The borrowing country is responsible for project preparation. During this stage, which can last up to two years, the borrowing country continues to conduct further studies and impact assessments that refine the objectives, components, schedule, institutional responsibility and implementation plan of the project. The Bank, on the other hand, starts to determine the conditions required for the project to succeed and for the Bank to be satisfied the project will have positive economic, financial, social and environmental impacts. MOS and PIDs continue to be available during this stage.
Appraisal is the sole responsibility of Bank staff. They will review all the studies conducted in previous stages, including the procurement plant that identifies the types and amounts of equipment, goods, civil works and services that will be purchased.
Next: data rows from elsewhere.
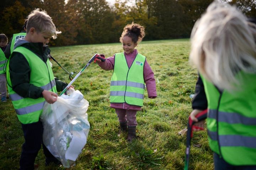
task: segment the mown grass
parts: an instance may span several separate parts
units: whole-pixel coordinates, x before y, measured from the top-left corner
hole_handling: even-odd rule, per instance
[[[189,40],[143,42],[137,47],[146,57],[155,74],[158,97],[147,98],[137,112],[138,139],[128,143],[126,135],[119,137],[119,123],[114,109],[109,107],[110,82],[112,71],[101,69],[92,63],[74,83],[90,102],[87,112],[91,125],[88,141],[70,170],[182,169],[186,137],[177,132],[186,126],[192,111],[197,71],[188,62]],[[75,75],[95,53],[106,56],[122,52],[120,43],[80,45],[51,48],[51,54]],[[53,61],[55,76],[69,82],[68,75]],[[21,126],[10,100],[0,103],[0,169],[18,168],[23,142]],[[212,153],[206,132],[194,133],[190,169],[213,169]],[[64,169],[63,166],[46,168],[42,149],[36,160],[38,170]]]

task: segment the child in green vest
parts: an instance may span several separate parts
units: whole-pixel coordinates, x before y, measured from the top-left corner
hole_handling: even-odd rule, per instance
[[[128,24],[120,38],[124,52],[103,62],[95,59],[102,69],[114,70],[110,83],[110,107],[116,109],[120,132],[128,131],[128,141],[136,137],[136,113],[143,106],[144,83],[148,97],[157,96],[154,73],[146,57],[134,49],[145,35],[143,26],[133,22]]]
[[[8,42],[8,38],[4,34],[0,34],[0,98],[1,102],[6,102],[6,74],[4,67],[6,58],[4,52]]]
[[[24,22],[24,25],[22,27],[23,30],[22,30],[20,33],[13,34],[11,38],[10,42],[7,44],[7,46],[6,46],[6,49],[4,51],[5,57],[7,59],[9,58],[10,56],[11,56],[11,54],[12,52],[14,44],[17,40],[21,38],[24,38],[26,37],[27,22],[27,20],[26,19]]]
[[[51,37],[56,38],[60,33],[45,11],[34,10],[28,17],[25,39],[15,43],[7,63],[10,98],[21,123],[25,139],[20,170],[34,169],[35,159],[42,145],[46,165],[60,163],[43,143],[43,128],[39,117],[46,101],[51,104],[55,102],[57,91],[67,85],[54,77],[48,58],[50,50],[44,46]]]
[[[214,2],[196,23],[190,60],[199,77],[192,119],[207,109],[215,170],[256,169],[256,25]],[[204,121],[196,126],[204,127]]]

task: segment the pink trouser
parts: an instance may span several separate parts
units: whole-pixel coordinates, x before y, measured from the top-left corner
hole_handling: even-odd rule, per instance
[[[6,97],[6,75],[0,74],[0,97]]]
[[[119,122],[128,120],[127,125],[129,126],[136,126],[138,124],[136,118],[137,110],[116,108],[116,112]]]

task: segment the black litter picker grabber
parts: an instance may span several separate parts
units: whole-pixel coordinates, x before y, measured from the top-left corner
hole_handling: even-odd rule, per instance
[[[196,117],[197,118],[198,121],[205,119],[207,118],[207,110],[204,110],[197,114]],[[196,123],[193,121],[190,117],[188,118],[188,121],[187,125],[187,142],[186,151],[186,158],[185,159],[185,166],[184,170],[188,169],[188,164],[189,164],[189,154],[190,153],[190,144],[191,140],[193,137],[193,128],[194,124]]]
[[[101,61],[105,61],[106,60],[106,59],[105,59],[105,58],[103,58],[102,57],[100,57],[99,56],[100,56],[99,54],[95,54],[90,59],[90,60],[89,60],[89,61],[88,61],[88,63],[79,72],[79,73],[78,73],[77,74],[76,74],[76,75],[75,76],[74,78],[74,79],[73,79],[72,80],[71,80],[71,81],[69,83],[68,85],[65,87],[65,88],[62,91],[62,92],[60,94],[59,96],[60,96],[62,95],[63,94],[64,94],[64,93],[67,90],[68,90],[68,89],[70,86],[73,83],[74,81],[75,81],[75,80],[80,75],[82,74],[82,72],[84,71],[84,70],[88,66],[90,65],[90,64],[91,64],[91,63],[94,60],[94,59],[95,59],[96,58],[97,58],[98,59],[99,59],[101,60]]]
[[[64,68],[64,67],[62,67],[61,65],[60,65],[59,63],[58,63],[58,61],[56,61],[56,60],[55,60],[55,59],[54,58],[53,58],[53,57],[50,54],[49,54],[48,55],[48,58],[49,58],[50,59],[52,59],[55,62],[56,62],[56,63],[57,64],[58,64],[59,66],[60,67],[61,67],[62,68],[62,69],[63,69],[63,70],[64,71],[65,71],[65,72],[66,72],[66,73],[68,74],[69,75],[69,80],[72,80],[73,79],[74,79],[74,77],[73,77],[72,76],[72,75],[73,75],[73,74],[74,74],[74,73],[73,73],[72,72],[71,73],[71,74],[70,74],[68,72],[68,71],[67,71],[66,69]]]

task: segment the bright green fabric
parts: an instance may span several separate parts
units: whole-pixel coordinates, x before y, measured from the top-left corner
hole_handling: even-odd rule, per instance
[[[14,44],[18,40],[22,38],[25,38],[26,37],[27,33],[20,33],[17,34],[14,34],[12,36],[12,42],[11,43],[11,54],[12,53],[14,47]]]
[[[56,85],[51,84],[50,83],[52,81],[55,83],[55,80],[49,60],[47,60],[47,64],[46,64],[36,54],[30,50],[22,47],[16,48],[14,51],[22,53],[27,61],[31,69],[30,84],[40,87],[45,86],[47,85],[49,85],[51,86],[50,86],[50,89],[49,89],[49,90],[55,93],[57,92]],[[11,57],[11,56],[10,57]],[[36,99],[30,98],[24,98],[18,95],[13,90],[11,87],[11,83],[10,78],[9,62],[7,64],[6,71],[8,90],[19,120],[23,124],[38,121],[42,111],[43,104],[41,104],[39,108],[36,107],[35,105],[37,106],[37,104],[42,104],[45,101],[44,98],[43,97]],[[12,98],[11,96],[15,95],[17,96],[20,98],[16,100]],[[33,107],[37,108],[37,110],[33,112],[30,111],[29,108]],[[22,113],[20,113],[20,111],[19,110],[21,109],[22,110]]]
[[[4,71],[4,67],[6,61],[6,58],[5,58],[5,55],[4,51],[0,49],[0,74],[2,74],[5,73]]]
[[[218,137],[214,140],[208,135],[209,144],[230,164],[255,165],[256,74],[241,72],[237,76],[242,78],[241,87],[233,92],[224,90],[221,95],[212,83],[201,76],[210,117],[207,129]]]

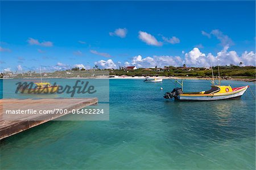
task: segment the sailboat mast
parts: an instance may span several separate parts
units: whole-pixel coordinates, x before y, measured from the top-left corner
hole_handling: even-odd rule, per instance
[[[212,68],[212,84],[213,85],[215,85],[214,77],[213,76],[213,70],[212,69],[212,60],[210,60],[210,67]]]
[[[218,85],[220,86],[220,68],[218,63]]]
[[[40,66],[40,77],[41,78],[41,82],[42,82],[42,81],[41,66]]]

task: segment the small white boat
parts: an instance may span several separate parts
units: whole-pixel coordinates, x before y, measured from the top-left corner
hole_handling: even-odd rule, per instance
[[[166,98],[174,98],[179,101],[213,101],[228,99],[239,99],[249,86],[232,88],[230,86],[213,85],[208,91],[184,93],[181,88],[175,88],[167,92]]]
[[[163,78],[146,78],[144,82],[162,82],[163,81]]]

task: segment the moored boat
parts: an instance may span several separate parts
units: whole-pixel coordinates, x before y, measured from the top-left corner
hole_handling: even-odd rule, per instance
[[[230,86],[212,85],[212,89],[200,92],[184,93],[181,88],[167,92],[164,97],[179,101],[213,101],[239,99],[249,86],[232,88]]]
[[[144,80],[144,82],[162,82],[163,81],[163,78],[146,78],[145,80]]]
After an “appraisal mission”, the result of the review is described in the Project Appraisal Document (PAD) which provides a detail description of the project and its implementation. The Appraisal stage often lasts between 3-6 months. MOS and PIDS continue to be available during this stage.
Negotiation and Approval
During negotiations, the World Bank and borrowing country will agree on the terms of the loan supporting the project. Typically, negotiations last about 1-2 months. Following negotiations, the PAD and other loan/credit documents are sent to the Board of Executive Directors for approval. A General Procurement Notice (GPN) is sometimes issued by the borrowing country during this stage.
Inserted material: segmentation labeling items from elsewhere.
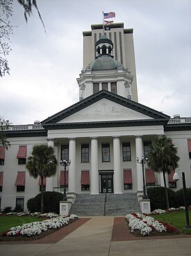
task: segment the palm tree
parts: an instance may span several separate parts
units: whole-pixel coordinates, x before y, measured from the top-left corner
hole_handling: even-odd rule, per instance
[[[177,148],[172,142],[172,139],[166,136],[156,137],[151,144],[148,154],[148,166],[156,172],[163,172],[167,209],[169,208],[165,174],[178,167],[180,159],[177,155]]]
[[[56,173],[57,160],[54,149],[47,145],[35,145],[31,156],[28,158],[26,167],[29,174],[41,179],[41,213],[43,213],[43,178],[51,177]]]

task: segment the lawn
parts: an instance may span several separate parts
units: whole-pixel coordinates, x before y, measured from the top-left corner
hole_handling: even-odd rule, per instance
[[[0,234],[8,230],[12,227],[18,226],[23,223],[28,223],[34,221],[42,220],[42,218],[39,218],[37,216],[0,216]]]
[[[151,215],[156,220],[167,223],[178,229],[183,229],[186,225],[185,211],[174,211],[165,214]],[[191,224],[191,211],[189,211],[190,224]]]

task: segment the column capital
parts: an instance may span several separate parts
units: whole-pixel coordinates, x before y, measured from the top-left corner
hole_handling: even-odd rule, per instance
[[[119,135],[113,135],[113,136],[112,136],[113,137],[113,139],[119,139],[119,137],[121,137],[121,136],[119,136]]]
[[[143,136],[143,135],[140,135],[140,134],[138,134],[138,135],[135,135],[135,138],[140,138],[140,137],[142,137],[142,136]]]

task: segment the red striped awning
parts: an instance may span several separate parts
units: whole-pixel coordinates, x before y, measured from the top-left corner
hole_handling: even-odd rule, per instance
[[[3,172],[0,172],[0,186],[3,186]]]
[[[146,176],[146,183],[156,183],[156,177],[154,175],[154,172],[151,169],[145,170],[145,176]]]
[[[60,172],[60,185],[65,185],[65,171]],[[68,171],[66,171],[65,185],[68,185]]]
[[[191,140],[188,140],[188,147],[189,153],[191,152]]]
[[[19,146],[17,158],[26,158],[26,146]]]
[[[43,186],[45,186],[47,183],[47,179],[43,177]],[[39,178],[38,186],[41,186],[41,177]]]
[[[169,178],[169,182],[176,182],[175,181],[174,181],[173,179],[173,176],[174,174],[174,170],[172,170],[170,173],[168,174],[168,178]]]
[[[5,146],[0,146],[0,159],[5,160],[6,148]]]
[[[25,186],[25,172],[17,172],[15,186]]]
[[[124,183],[132,184],[132,172],[131,169],[124,170]]]
[[[90,172],[88,170],[81,171],[81,183],[82,185],[90,185]]]

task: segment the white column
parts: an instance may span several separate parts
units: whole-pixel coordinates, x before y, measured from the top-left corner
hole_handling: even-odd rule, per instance
[[[110,88],[110,82],[108,82],[108,91],[111,91],[111,88]]]
[[[76,193],[76,138],[69,138],[69,165],[68,192]]]
[[[135,136],[135,151],[136,151],[136,158],[141,159],[143,155],[142,152],[142,135]],[[142,191],[143,190],[143,181],[142,181],[142,165],[137,163],[137,179],[138,179],[138,190]]]
[[[92,137],[91,140],[90,191],[91,195],[99,194],[97,137]]]
[[[123,180],[121,165],[121,150],[120,150],[120,140],[119,136],[113,137],[113,185],[114,193],[123,193]]]
[[[54,149],[54,139],[48,139],[48,146]],[[53,191],[53,176],[46,179],[46,191]]]

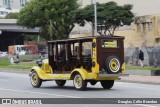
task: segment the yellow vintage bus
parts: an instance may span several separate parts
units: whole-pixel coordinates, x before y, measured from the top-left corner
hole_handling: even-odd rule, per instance
[[[126,76],[124,37],[88,36],[48,41],[48,59],[37,62],[31,69],[31,84],[39,88],[43,81],[55,80],[64,86],[73,80],[77,90],[85,90],[87,83],[100,82],[110,89],[120,76]]]

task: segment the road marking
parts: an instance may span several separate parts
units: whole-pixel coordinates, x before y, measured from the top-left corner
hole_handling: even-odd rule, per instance
[[[143,107],[159,107],[159,106],[152,106],[152,105],[146,105],[146,104],[134,104],[138,106],[143,106]]]
[[[124,82],[121,82],[122,84],[126,84],[126,85],[120,85],[120,84],[116,84],[117,86],[122,86],[122,87],[131,87],[131,88],[135,88],[135,86],[132,86],[131,84],[133,85],[136,85],[138,83],[130,83],[129,85],[127,85],[128,83],[124,83]],[[141,84],[140,84],[141,85]],[[142,84],[142,85],[148,85],[148,84]],[[159,87],[158,85],[154,85],[154,86],[157,86]],[[152,88],[152,87],[144,87],[144,86],[138,86],[136,88],[141,88],[141,89],[152,89],[152,90],[159,90],[159,88]]]
[[[29,94],[40,94],[40,95],[49,95],[49,96],[59,96],[59,97],[67,97],[67,98],[80,98],[76,96],[68,96],[68,95],[60,95],[60,94],[51,94],[51,93],[41,93],[41,92],[31,92],[31,91],[22,91],[22,90],[13,90],[13,89],[4,89],[0,88],[2,91],[11,91],[11,92],[20,92],[20,93],[29,93]]]
[[[8,81],[7,79],[0,79],[0,81]]]
[[[20,78],[29,78],[29,74],[19,74],[19,73],[10,73],[10,72],[0,72],[1,76],[8,77],[20,77]]]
Implementation and Supervision
After the loan or credit is approved, the borrowing country can use the funds to purchase the goods and services necessary to meet the project’s objectives. The borrowing country, not the World Bank, is responsible for implementing the project. At this stage, which can last a number of years, the World Bank’s role is to monitor project implementation to ensure that the terms of the loan/credit agreement are followed and that procurement is conducted according to the World Bank’s guidelines. GPNs and Specific Procurement Notices (SPNs), and Requests for Expressions of Interest (REIs) are issued by borrowing countries during implementation.
Following completion of the project, the Bank’s Independent Evaluation Group, conducts an audit of the project, where the project's outcome is measured against its original objectives. The audit entails a review of the project completion report and preparation of a separate report. Both reports are then submitted to the executive directors and the borrower. These reports are not available to the public; however, IEG periodically prepares impact evaluations on sets of projects based on these reports.